Cette affaire a déjà eu des dizaines de précédents. Elle confirme que le régime veut imposer à tous les Syriens, par la crainte de la prison… et des mauvais traitements qui lui sont systématiquement associés, un silence total sur les événements qui se déroulent en ce moment en Syrie. Le pouvoir veut en effet se réserver le monopole de l’information sur la réalité des faits et du commentaire sur leur signification. Il ne veut pas être contredit lorsque, malgré les témoignages concordants de milliers de films, d’images et d’enregistrements disponibles, il attribue les protestations populaires à des « agents de l’étranger » et décrit ceux qui y participent comme de dangereux « terroristes islamiques ».
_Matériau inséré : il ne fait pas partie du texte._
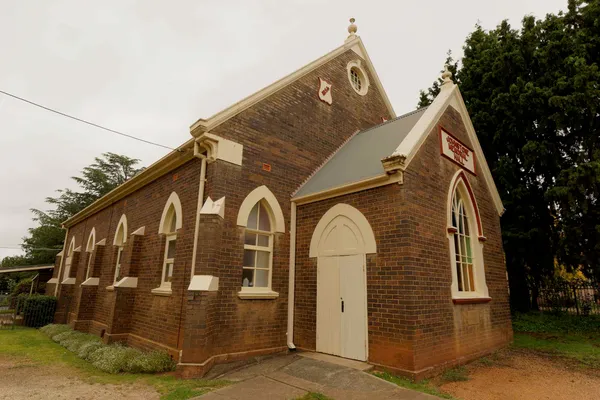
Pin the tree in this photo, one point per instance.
(105, 174)
(533, 96)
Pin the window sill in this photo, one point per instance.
(258, 295)
(471, 300)
(162, 291)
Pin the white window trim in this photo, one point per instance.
(260, 292)
(118, 264)
(120, 246)
(364, 78)
(89, 264)
(69, 261)
(91, 245)
(164, 228)
(258, 194)
(481, 290)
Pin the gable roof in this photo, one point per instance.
(353, 43)
(360, 157)
(357, 165)
(184, 153)
(449, 96)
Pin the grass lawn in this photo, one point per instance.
(37, 347)
(562, 337)
(571, 337)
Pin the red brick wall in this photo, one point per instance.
(152, 317)
(294, 132)
(445, 331)
(413, 323)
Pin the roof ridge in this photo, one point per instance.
(345, 142)
(395, 119)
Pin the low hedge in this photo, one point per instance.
(114, 358)
(38, 310)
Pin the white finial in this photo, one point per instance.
(446, 75)
(352, 28)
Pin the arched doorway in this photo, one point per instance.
(340, 242)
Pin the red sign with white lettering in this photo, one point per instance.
(456, 151)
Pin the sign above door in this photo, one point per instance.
(455, 150)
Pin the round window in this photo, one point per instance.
(355, 79)
(358, 78)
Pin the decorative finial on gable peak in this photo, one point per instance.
(446, 75)
(352, 28)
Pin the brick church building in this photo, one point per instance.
(306, 216)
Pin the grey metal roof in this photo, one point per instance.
(360, 158)
(21, 268)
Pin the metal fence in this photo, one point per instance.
(577, 298)
(29, 311)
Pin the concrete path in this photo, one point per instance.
(292, 376)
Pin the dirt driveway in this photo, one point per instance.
(525, 375)
(27, 380)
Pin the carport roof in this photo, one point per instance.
(360, 158)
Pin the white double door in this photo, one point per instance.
(342, 306)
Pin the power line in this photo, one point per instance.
(86, 122)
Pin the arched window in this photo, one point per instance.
(170, 222)
(89, 248)
(463, 249)
(119, 241)
(466, 241)
(69, 259)
(258, 249)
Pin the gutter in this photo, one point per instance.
(198, 209)
(62, 262)
(292, 278)
(368, 183)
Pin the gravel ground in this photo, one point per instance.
(527, 376)
(30, 381)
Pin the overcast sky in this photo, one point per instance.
(152, 68)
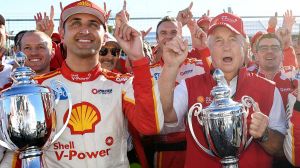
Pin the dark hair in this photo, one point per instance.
(268, 36)
(18, 37)
(165, 19)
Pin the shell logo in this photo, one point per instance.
(84, 118)
(200, 99)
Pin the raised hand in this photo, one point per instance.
(199, 37)
(45, 24)
(125, 9)
(145, 33)
(288, 20)
(175, 51)
(128, 38)
(184, 16)
(284, 34)
(273, 21)
(107, 14)
(259, 123)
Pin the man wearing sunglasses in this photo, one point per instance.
(110, 53)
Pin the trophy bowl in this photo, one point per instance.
(28, 117)
(224, 122)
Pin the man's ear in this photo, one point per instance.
(52, 51)
(105, 38)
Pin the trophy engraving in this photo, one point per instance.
(224, 122)
(28, 118)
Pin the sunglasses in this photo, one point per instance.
(113, 51)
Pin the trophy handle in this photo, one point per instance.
(4, 144)
(198, 108)
(248, 101)
(59, 91)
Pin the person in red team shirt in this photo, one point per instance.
(266, 123)
(269, 58)
(291, 143)
(103, 102)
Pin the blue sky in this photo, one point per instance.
(26, 9)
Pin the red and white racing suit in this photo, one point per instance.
(291, 144)
(103, 101)
(197, 89)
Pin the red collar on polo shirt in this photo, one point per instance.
(80, 76)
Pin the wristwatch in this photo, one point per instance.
(265, 136)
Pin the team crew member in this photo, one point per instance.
(266, 124)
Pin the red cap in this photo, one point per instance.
(255, 37)
(82, 6)
(231, 21)
(2, 20)
(203, 19)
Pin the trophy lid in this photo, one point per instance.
(23, 82)
(221, 93)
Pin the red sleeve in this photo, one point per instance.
(57, 58)
(142, 107)
(203, 55)
(295, 119)
(289, 57)
(271, 29)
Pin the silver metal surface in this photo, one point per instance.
(224, 122)
(27, 115)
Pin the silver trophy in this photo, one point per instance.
(28, 118)
(224, 122)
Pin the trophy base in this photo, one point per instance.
(230, 162)
(32, 158)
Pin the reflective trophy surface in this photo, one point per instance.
(224, 122)
(28, 118)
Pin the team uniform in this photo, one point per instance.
(285, 85)
(197, 89)
(97, 134)
(291, 144)
(168, 148)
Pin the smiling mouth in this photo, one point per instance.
(84, 41)
(227, 59)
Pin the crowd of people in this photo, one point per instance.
(140, 94)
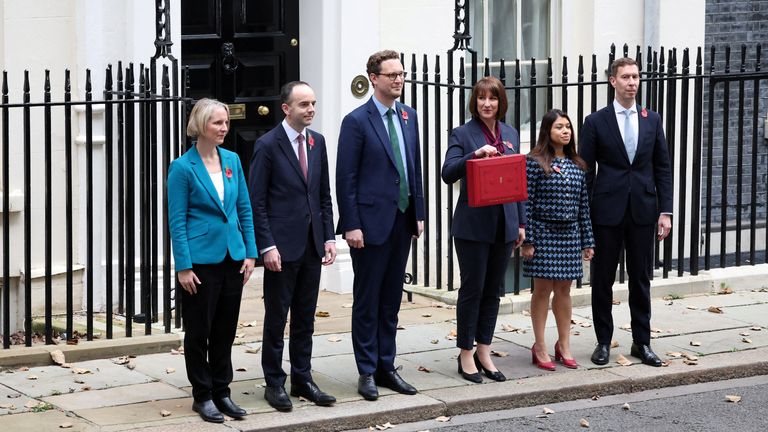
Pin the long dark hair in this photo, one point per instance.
(543, 153)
Aucun journaliste étranger n’étant actuellement autorisé à travailler en Syrie et les correspondants des rares médias non syriens habilités étant soumis à des pressions considérables pour aligner leurs propos sur le discours de l’information officielle, il faut considérer que ce qui provient des journaux et des télévisions syriennes, secteur public et secteur dit « privé » confondus, n’est que de la propagande. Il en va de même de la totalité des sites Internet qui, installés et hébergés sur des serveurs syriens, sont inspirés et contrôlés de près par les services de sécurité.